The Nordic countries were well ahead of Australia in this area, he said.

Sweden (6.8 per cent of gross domestic product), Finland (6.1 per cent) and Denmark (5.5 per cent) were all well ahead of Australia, which invests only 4.1 per cent of GDP in knowledge.

“The Nordic countries are right up there, but even Canada is way ahead in terms of its investment in these areas, which are ultimately the basis of our ability to build an innovation system and the innovation capability of our enterprises,” he said.

The third area where government can help is in facilitating interchange and contact between educational and research institutions and business.

And this is not about formal conferences and seminars, he said, referencing a UK survey of 5000 businesses that asked what drove innovation in those companies.

“It wasn’t technology licencing or the more commercial relationships you might expect, but informal contacts, which everyone thought would be a residual in this survey. It came right at the top.”

The area where companies needed to help themselves more was in the areas of leadership and management, because that will be what sets apart Australian companies, which work in a high-cost environment.

Prof Green said the Australian government had commissioned the London School of Economics to survey management performance in Australia and comparable economies around the world.

“What we find on a global scale is we are not on the bottom of the 16 country list, but nor are we at the top,” he said.

“Those at the top are the high-cost economies and we are one of those now and we need to operate at that level.”

The professor also said that the ‘Australia in the Asian Century’ report lays out various challenges and requirements.

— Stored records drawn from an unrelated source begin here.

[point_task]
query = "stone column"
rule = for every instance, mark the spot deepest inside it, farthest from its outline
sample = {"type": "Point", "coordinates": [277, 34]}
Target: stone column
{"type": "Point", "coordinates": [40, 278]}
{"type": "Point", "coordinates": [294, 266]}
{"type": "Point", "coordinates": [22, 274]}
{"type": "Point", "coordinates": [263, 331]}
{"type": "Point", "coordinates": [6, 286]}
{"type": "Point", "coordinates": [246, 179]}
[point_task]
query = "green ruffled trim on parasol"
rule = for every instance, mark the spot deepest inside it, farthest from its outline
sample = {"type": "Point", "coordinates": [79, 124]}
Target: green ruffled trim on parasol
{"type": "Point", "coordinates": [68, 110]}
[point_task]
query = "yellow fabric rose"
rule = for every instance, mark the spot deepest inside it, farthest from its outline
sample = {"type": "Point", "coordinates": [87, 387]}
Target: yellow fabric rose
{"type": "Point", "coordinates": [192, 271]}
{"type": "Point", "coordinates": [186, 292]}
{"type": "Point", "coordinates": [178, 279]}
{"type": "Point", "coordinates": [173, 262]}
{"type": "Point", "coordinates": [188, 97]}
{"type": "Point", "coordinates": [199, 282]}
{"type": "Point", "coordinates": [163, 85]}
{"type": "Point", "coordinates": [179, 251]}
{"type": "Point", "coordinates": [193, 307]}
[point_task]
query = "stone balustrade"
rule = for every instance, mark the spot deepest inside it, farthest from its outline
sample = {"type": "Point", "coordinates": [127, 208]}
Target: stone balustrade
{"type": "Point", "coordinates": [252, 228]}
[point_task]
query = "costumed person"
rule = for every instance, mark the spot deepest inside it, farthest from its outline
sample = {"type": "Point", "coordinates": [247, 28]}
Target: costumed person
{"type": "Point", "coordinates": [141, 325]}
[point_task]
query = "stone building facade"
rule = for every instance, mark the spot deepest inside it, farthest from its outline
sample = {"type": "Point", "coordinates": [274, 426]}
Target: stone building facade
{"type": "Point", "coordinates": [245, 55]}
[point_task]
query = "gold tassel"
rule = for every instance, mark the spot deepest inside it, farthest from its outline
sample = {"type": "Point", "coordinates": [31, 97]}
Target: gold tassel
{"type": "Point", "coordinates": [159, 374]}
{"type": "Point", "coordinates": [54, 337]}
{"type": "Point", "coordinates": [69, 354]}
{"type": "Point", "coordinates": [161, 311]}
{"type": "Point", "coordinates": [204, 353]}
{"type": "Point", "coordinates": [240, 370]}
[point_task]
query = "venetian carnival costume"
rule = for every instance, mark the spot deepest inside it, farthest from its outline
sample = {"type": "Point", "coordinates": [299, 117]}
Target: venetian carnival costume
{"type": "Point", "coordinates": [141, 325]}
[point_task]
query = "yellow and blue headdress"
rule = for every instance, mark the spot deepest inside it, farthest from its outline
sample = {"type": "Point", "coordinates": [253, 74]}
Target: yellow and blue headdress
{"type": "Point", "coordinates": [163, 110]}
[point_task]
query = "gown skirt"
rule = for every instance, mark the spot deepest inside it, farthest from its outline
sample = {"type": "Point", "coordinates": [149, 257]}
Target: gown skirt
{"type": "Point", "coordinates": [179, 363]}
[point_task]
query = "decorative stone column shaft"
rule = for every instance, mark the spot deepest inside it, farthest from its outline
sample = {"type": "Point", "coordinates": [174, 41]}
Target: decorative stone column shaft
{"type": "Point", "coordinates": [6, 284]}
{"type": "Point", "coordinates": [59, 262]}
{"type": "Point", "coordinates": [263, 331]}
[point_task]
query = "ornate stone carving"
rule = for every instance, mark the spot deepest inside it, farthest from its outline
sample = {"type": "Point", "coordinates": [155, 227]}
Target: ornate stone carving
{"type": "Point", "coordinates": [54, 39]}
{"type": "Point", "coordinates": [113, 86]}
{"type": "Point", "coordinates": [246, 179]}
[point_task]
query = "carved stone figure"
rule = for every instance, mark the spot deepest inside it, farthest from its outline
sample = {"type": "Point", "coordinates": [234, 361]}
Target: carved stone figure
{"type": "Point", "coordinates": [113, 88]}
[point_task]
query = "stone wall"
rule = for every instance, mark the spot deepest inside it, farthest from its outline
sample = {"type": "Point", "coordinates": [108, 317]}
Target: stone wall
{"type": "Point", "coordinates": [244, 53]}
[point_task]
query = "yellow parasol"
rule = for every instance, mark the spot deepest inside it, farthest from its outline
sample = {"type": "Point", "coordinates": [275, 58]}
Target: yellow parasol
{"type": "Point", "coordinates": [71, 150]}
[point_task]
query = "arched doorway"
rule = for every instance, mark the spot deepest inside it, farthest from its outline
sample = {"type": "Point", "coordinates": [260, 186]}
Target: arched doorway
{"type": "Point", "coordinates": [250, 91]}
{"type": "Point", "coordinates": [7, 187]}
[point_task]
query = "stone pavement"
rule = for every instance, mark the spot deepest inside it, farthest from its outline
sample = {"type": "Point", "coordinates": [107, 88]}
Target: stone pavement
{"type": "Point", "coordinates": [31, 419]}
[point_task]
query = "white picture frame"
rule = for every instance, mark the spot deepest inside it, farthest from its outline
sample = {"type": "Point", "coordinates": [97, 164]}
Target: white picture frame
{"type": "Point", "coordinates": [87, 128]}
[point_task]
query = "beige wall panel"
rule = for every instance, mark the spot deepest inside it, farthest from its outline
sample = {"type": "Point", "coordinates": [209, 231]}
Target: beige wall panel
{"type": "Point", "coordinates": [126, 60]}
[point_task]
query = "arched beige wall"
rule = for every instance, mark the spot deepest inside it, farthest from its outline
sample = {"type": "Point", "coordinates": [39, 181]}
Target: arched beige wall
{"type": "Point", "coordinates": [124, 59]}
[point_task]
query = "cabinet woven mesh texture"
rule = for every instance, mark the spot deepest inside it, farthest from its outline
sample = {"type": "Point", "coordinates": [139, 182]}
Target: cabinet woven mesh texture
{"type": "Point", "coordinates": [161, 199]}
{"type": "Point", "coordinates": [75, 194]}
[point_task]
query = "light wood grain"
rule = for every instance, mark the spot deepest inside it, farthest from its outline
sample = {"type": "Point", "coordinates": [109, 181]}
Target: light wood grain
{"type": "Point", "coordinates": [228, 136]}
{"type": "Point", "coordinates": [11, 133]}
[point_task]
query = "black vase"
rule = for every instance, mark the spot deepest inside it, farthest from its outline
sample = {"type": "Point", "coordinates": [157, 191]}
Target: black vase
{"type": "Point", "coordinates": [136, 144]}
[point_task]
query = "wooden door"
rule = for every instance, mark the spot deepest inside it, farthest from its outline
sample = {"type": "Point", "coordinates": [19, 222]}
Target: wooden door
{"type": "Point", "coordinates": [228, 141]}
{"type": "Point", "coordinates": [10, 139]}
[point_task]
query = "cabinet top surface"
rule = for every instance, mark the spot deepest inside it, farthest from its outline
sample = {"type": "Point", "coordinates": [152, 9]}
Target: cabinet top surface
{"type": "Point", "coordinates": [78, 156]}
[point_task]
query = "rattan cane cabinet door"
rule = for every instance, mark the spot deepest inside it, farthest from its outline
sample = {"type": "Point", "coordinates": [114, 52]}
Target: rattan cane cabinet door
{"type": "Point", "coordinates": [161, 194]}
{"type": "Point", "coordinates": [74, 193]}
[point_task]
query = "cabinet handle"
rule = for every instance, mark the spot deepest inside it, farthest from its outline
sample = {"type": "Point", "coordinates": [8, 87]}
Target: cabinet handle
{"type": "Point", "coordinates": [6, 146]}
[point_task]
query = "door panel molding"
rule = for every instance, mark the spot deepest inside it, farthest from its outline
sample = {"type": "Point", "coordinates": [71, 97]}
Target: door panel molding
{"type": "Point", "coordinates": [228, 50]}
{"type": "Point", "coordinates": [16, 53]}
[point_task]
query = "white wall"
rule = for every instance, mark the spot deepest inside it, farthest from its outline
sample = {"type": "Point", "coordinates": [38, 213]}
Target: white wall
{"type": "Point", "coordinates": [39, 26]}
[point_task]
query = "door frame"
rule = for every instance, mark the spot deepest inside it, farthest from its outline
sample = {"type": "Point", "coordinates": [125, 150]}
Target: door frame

“If we could fulfil our ambitions in those three areas of government support – a national innovation system, investment in knowledge and education and support for collaborative links between business, universities and research institutions – and focus on talent of the people who work for us and release that talent into new products and services and accessing those global value chains, then I think the future of Australian manufacturing is as bright here as it would be anywhere in the world.”